« Je veux que ça bouge ! », a lancé le 30 janvier dernier Isabelle Charest, ministre responsable de la Condition féminine en commentant la vague de féminicides qui secoue le Québec*. En effet, dans quel genre de société vit-on quand tant de femmes meurent aux mains d’hommes violents ? Sans parler de toutes celles qui ne meurent pas, et qui sont agressées. Or en amont, que fait-on pour prévenir cette violence ?

Investir dans l’humain

En plus d’agir pour protéger les femmes, il faut continuer à se préoccuper de ce qui pousse les hommes à frapper. L’animateur de radio Jonathan Trudeau a suggéré le 31 janvier, dans un quotidien montréalais, la création d’un ministère de la Condition masculine, une idée qui revient cycliquement, afin de concerter les ressources auprès des hommes pour endiguer la violence.

Or si je dis qu’il faut faire quelque chose, cela ne passe pas par un ministère de la Condition masculine, mais par la concertation des ministères de la Santé et des Services sociaux, de l’Éducation, de la Famille, de la Justice, tous concernés par la prévention. Un nouveau ministère ne rattrapera pas le retard accumulé à la suite de l’affaiblissement des services publics au cours des 20 dernières années. Nous payons aujourd’hui pour ne pas avoir investi dans l’humain, et des femmes y laissent leur peau.

Se remettre en question

Mais il n’y a pas que les services publics à mobiliser, les individus aussi doivent se responsabiliser. Soulignons que nous subissons toujours l’onde de choc du mouvement #moiaussi et que le thème des violences sexuelles est plus que jamais à l’ordre du jour.

C’est ce qui ouvre la voie à une réflexion en profondeur sur la construction des masculinités.

Essais savants ou grand public, balados et documentaires (dont le récent Qui sont les joueurs de jeu vidéo ? du youtubeur Thomas Versaveau sur la masculinité geek) se penchent sur le sujet, encourageant les hommes à comprendre ce qui leur arrive « en tant que groupe ». Cette réflexion plus globale est indispensable.

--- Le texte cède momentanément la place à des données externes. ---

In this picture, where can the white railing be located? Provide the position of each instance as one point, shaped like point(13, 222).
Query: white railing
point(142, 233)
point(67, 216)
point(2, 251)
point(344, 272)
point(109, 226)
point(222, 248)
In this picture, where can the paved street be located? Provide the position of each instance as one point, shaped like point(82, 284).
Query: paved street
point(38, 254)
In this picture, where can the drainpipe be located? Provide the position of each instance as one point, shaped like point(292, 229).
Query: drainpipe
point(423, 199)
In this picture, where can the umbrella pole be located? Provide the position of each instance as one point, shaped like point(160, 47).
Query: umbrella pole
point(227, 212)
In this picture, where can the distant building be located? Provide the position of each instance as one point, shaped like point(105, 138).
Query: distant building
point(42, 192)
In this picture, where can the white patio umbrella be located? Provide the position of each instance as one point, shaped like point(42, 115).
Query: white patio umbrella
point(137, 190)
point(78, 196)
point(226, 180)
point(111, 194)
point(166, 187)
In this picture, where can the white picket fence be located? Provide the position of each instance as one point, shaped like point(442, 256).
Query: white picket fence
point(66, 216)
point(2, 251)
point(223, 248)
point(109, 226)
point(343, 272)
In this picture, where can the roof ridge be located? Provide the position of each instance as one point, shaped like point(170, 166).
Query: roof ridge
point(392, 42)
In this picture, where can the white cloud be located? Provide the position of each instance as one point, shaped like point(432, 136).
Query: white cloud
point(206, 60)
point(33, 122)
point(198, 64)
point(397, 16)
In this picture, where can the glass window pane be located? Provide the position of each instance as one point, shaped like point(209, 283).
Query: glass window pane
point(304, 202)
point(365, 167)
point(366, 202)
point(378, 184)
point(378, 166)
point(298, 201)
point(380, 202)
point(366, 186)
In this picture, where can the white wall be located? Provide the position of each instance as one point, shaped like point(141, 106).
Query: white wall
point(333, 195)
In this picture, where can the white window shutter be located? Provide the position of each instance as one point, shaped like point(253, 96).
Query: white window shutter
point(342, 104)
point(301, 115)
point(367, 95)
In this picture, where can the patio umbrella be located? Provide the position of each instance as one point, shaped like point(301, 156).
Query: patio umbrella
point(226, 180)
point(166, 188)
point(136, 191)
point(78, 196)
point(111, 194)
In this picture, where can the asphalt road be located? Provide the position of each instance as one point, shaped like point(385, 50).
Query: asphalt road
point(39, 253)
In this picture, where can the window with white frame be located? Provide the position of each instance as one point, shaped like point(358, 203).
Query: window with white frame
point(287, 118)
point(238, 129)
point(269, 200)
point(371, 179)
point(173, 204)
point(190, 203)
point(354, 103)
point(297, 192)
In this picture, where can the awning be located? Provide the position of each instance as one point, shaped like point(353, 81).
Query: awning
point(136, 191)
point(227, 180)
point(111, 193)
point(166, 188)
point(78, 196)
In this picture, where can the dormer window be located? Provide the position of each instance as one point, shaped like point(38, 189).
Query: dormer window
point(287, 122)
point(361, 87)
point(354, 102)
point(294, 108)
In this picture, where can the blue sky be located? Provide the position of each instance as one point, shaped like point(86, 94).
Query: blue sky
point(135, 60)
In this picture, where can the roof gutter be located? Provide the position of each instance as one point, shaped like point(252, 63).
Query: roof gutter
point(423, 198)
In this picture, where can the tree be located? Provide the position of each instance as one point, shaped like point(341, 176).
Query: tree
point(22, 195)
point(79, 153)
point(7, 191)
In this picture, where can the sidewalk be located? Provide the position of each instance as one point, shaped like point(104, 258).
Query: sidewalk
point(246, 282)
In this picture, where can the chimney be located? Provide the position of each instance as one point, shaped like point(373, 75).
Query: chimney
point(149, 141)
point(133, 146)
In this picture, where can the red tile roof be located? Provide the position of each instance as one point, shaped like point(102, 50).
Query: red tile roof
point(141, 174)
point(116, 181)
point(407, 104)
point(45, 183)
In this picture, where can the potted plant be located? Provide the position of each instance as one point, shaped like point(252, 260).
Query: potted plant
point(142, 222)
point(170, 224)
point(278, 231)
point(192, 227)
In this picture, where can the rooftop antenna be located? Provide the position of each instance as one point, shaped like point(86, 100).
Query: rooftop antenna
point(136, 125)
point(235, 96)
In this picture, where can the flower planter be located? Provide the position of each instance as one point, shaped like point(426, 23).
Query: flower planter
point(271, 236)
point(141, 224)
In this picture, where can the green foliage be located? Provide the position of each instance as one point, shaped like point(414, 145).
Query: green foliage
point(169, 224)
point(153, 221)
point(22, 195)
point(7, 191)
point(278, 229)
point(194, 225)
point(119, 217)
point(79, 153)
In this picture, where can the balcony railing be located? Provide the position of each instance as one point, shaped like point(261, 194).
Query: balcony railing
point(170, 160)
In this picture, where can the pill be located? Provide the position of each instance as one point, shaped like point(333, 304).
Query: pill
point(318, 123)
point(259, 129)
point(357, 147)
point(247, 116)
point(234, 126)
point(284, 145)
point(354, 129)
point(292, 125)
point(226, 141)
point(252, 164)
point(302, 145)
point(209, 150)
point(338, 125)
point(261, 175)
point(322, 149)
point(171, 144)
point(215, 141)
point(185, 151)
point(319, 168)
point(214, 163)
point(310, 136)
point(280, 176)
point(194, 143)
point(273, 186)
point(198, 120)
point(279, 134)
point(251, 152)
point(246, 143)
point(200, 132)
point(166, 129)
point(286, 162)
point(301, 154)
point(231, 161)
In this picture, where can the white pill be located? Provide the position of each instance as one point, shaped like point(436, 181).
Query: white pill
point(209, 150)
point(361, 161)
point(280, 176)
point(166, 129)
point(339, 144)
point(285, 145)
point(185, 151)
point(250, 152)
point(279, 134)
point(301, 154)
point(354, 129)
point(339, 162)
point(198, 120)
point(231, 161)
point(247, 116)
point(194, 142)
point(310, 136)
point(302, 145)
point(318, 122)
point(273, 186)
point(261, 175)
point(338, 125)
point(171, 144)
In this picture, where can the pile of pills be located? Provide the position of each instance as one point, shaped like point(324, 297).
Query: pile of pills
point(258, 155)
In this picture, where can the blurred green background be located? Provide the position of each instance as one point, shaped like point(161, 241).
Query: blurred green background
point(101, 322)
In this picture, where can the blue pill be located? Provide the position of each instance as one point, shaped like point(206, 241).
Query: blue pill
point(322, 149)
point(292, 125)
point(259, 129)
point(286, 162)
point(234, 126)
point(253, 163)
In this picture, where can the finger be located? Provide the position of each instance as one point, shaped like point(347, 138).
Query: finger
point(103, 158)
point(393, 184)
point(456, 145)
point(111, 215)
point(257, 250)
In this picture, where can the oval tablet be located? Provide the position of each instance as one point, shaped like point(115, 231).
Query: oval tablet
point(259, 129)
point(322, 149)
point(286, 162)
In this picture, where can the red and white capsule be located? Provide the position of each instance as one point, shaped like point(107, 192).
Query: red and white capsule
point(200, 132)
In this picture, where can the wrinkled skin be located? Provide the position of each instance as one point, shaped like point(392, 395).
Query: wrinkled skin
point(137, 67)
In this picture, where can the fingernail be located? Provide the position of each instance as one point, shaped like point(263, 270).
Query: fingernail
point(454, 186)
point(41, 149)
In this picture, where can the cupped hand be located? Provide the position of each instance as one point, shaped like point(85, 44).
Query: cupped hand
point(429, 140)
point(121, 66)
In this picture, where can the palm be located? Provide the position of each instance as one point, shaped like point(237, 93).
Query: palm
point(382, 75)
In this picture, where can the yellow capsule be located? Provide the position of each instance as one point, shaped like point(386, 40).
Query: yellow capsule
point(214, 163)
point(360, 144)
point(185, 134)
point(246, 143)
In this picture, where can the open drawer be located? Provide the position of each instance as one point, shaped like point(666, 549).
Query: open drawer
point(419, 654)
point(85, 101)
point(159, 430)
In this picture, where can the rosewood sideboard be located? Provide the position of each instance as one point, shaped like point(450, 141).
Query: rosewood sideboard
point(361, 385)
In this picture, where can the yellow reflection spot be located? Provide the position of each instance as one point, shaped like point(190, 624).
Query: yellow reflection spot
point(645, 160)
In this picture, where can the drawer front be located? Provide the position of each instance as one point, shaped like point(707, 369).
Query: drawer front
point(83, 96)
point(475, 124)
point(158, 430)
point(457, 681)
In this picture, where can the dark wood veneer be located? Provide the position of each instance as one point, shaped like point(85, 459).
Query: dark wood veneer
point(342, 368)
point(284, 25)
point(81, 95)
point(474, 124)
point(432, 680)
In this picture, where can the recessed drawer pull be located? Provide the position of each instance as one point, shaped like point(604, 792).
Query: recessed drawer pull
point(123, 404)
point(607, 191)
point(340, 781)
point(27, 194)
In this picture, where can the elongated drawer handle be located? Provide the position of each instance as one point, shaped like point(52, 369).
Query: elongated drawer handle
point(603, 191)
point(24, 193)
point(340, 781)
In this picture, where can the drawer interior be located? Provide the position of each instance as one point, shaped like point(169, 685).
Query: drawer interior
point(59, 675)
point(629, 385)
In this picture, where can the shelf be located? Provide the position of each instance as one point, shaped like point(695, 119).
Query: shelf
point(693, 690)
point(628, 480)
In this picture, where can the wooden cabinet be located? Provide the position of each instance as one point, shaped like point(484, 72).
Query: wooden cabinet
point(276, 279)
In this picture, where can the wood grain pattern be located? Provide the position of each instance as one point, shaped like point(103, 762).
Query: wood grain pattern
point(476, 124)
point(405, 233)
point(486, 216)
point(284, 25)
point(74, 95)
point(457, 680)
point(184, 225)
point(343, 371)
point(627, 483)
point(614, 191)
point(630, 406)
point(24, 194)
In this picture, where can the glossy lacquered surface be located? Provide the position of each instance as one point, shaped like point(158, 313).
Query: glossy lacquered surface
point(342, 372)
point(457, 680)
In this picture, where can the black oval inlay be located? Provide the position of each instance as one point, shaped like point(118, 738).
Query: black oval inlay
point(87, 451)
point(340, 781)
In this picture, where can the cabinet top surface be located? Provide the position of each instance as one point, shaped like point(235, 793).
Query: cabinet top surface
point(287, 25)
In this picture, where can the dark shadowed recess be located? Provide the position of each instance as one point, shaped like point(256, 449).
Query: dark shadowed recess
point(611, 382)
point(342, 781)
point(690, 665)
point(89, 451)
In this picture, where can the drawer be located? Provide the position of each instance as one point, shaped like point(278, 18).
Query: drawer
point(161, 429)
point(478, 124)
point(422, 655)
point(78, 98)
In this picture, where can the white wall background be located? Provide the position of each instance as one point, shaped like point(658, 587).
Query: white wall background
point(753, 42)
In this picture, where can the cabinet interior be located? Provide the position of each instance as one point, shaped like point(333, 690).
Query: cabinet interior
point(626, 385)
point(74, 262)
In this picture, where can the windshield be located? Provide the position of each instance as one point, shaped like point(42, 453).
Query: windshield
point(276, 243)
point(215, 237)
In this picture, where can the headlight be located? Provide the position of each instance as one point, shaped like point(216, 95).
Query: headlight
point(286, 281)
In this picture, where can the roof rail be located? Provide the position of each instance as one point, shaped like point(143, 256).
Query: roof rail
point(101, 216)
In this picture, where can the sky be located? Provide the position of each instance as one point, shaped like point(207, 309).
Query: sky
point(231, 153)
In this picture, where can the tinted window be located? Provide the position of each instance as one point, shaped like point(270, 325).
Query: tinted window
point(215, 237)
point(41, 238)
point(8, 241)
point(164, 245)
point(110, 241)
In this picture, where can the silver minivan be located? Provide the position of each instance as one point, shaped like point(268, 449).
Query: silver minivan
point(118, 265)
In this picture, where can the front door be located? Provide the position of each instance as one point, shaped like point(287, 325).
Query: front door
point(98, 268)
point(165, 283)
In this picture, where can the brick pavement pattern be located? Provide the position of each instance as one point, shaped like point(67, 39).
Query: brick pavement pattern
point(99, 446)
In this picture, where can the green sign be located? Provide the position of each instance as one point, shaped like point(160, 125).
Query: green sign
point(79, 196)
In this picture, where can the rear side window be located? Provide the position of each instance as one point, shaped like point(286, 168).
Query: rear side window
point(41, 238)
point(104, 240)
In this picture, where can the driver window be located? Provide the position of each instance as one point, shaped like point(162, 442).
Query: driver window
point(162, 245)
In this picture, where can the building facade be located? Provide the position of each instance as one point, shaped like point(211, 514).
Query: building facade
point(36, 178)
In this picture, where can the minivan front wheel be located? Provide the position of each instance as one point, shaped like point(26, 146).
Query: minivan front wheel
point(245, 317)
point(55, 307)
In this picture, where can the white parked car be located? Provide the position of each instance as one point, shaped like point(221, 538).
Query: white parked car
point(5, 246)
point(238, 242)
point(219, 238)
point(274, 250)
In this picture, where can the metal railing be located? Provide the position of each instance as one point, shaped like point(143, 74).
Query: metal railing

Socialisation inégalitaire

PHOTO YAN DOUBLET, LE SOLEIL

Recueillement à Québec après le meurtre de Marylène Levesque, en janvier dernier

Car dans le cas des féminicides en milieu d’intimité, les problèmes auront commencé bien avant que les coups soient portés, que la colère explose. Ils auront pris racine dans la socialisation des hommes, et des femmes. Les uns parce qu’on leur enseigne une virilité impossible à incarner, faite de toute-puissance, de comportements dominants, de prise de risque ; les femmes parce qu’elles ont appris à prendre soin des autres, et à tolérer beaucoup trop de choses, et que dans les situations de pauvreté ou de dépendance, elles voient leurs choix d’agir se restreindre. Ces féminicides sont donc aussi le fruit des inégalités entre hommes et femmes.

Un travail de fond

En Espagne, c’est la mort tragique d’Ana Orantes, en 1997, qui aura fait prendre conscience de l’enracinement social et politique des violences contre les femmes. Cette mère de famille a témoigné, à la télévision, de 40 années passées à subir les coups de son mari, dont elle venait de divorcer. Elle a porté plainte 15 fois contre lui, ce qui n’a jamais mené à des arrestations. Ne supportant pas ce dévoilement, son ex-mari l’a assassinée. Le pays fut en état de choc. Le gouvernement espagnol a réagi en 2004 avec le vote unanime au parlement d’une loi contre les violences de genre, créant un Observatoire des violences domestiques, et mettant sur pied une centaine de tribunaux spécialisés en violences contre les femmes. Emboîtant le pas, les médias ont commencé à publier chaque crime et féminicide, documentant minutieusement la situation.

Pour le bien commun

Soutenu par les associations féministes, le gouvernement espagnol s’est équipé d’expertises et de spécialistes pour mener des campagnes de sensibilisation à grand déploiement.

Sans comparer l’Espagne et le Québec, on peut convenir du fait que lorsqu’une société se décide à changer, elle prend des mesures durables pour faire évoluer les mentalités.

Dans le lot de ces mesures, le soutien des hommes dans leur réflexion et le changement fait partie des moyens pour y parvenir. Et je précise ici qu’il n’est pas question de les cajoler, mais bien de faire ressortir que la socialisation est une chose qui se modifie, et qui peut s’améliorer pour le bien commun.